Inhibition of host cell macromolecular functions
Infection by a Picornavirus leads to a number of effects on the functions of macromolecules in the host cells. They include shutoff of cap-dependent translation, shutoff of host cell RNA synthesis, induction of cytoplasmic vesicles and alternation on intracellular transport pathways between the endoplasmic reticulum and Golgi apparatus. Protein 2A encodes for Enterovirus and Rhinoviruses and protein L encodes for Aphthoviruses. These proteinases are encoded by Picornavirus and helps cleave eIF-4G. This eIF-4G is one of the essential component required for the recognisation of 5' end of capped cellular mRNAs. Thus the infected cells are unable to transfer the cellular mRNAs and allows the translation of cap independent viral RNAs to take over the cellular protein synthesis machinery. Other Picornavirus inhibits cap dependent translation by binding and sequesteration of eIF-4E, the protein subunit of the eIF-4F complex that binds directly to the 5'cap structure of eukaryotic mRNAs. Also to make the point clear, mammalian cells were infected with Picornavirus that lead to the shutoff of host cell RNA synthesis. The foot and mouth disease in cattle, has a virus 3C proteinases which cleaves histone H3 which is a cellular protein associated with transcriptionally active chromatin in the cell nucleus. All these activities prove that the virus hinders the activity of the host cells and makes the host cell to devote all its metabolic activity to the process of replication and expression of Picornavirus in the host cells. Above all these issues, there is a notable virus, Hepatitis A virus which belongs to the family to Picornavirus that has a very slow replication rate, doesn't inhibit the host cell protein or RNA synthesis of the host cells. Also for the most part they do not produce observable cytopathic effects during the infection of cells in the culture (Acheson, 2007).

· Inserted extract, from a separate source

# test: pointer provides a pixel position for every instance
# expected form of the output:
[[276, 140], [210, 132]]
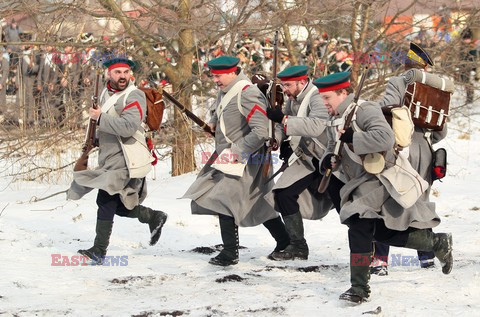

It is all now evident that the mechanism and the replication of Picornavirus in the host cells controls the metabolism of the host cells and inhibits their action in all possible ways. The drugs being designed now targets the proteinases that are being synthesized by the virus during the process of their replication. The drugs now act by hindering the growth of the Picornavirus by inhibiting the action of the proteinases of the virion.